XML and Hypertext Markup Language (HTML) are derived from the more complex Standard Generalized Markup Language (SGML). SGML's complexity and high cost of implementation spurred the interest in developing alternatives.
HTML is the most widely used markup language for Web-based documents. As the popularity of HTML increases, the limitations of the language have become more apparent. Those limitations include restricting the user to a relatively small set of tags. HTML authors cannot create their own HTML tags, because commercially available Web browsers have no knowledge of tags that are not part of the HTML standards.
Another limitation of HTML is tags that control presentation are in the same file with tags that describe the document content. Although HTML 4 and Cascading Style Sheets enable HTML authors to separate content from presentation, HTML 4 remains weak in its ability to describe the content of a document.

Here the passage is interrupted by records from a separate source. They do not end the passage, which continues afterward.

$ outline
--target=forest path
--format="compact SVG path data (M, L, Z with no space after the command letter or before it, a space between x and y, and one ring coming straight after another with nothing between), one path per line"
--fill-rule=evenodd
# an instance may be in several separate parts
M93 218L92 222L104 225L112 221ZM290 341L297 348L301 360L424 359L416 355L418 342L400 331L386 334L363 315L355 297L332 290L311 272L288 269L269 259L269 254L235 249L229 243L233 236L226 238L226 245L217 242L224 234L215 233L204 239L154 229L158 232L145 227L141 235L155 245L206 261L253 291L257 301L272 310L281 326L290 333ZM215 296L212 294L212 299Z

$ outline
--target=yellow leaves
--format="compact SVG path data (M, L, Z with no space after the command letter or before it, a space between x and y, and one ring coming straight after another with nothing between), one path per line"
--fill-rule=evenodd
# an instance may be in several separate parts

XML overcomes limitations of HTML and other markup languages, while providing capabilities that are not a part of the earlier languages. Here's a simple XML document and an HTML document that contains the same data:
XML document | HTML document |
<?xml version="1.0" standalone="yes" ?> <state stateid="MN"> <city cityid="12"> <name>Johnson</name> <population>5000</population> </city> <city cityid="15"> <name>Pineville</name> <population>60000</population> </city> <city cityid="20"> <name>Lake Bell</name> <population>20</population> </city> </state> |
<html> <h1 id="MN">State</h1> <h2 id="12">City</h2> <dl> <dt>Name</dt> <dd>Johnson</dd> <dt>Population</dt> <dd>5000</dd> </dl> <h2 id="15">City</h2> <dl> <dt>Name</dt> <dd>Pineville</dd> <dt>Population</dt> <dd>60000</dd> </dl> <h2 id="20">City</h2> <dl> <dt>Name</dt> <dd>Lake Bell</dd> <dt>Population</dt> <dd>20</dd> </dl> </html> |
In the XML document, the tag names convey the meaning of the data they contain. The structure of the document is easily discerned and follows a pattern. In contrast, the HTML tag names reveal little about the meaning of their content and the structure is not particularly useful for manipulating the document and exchanging it between applications.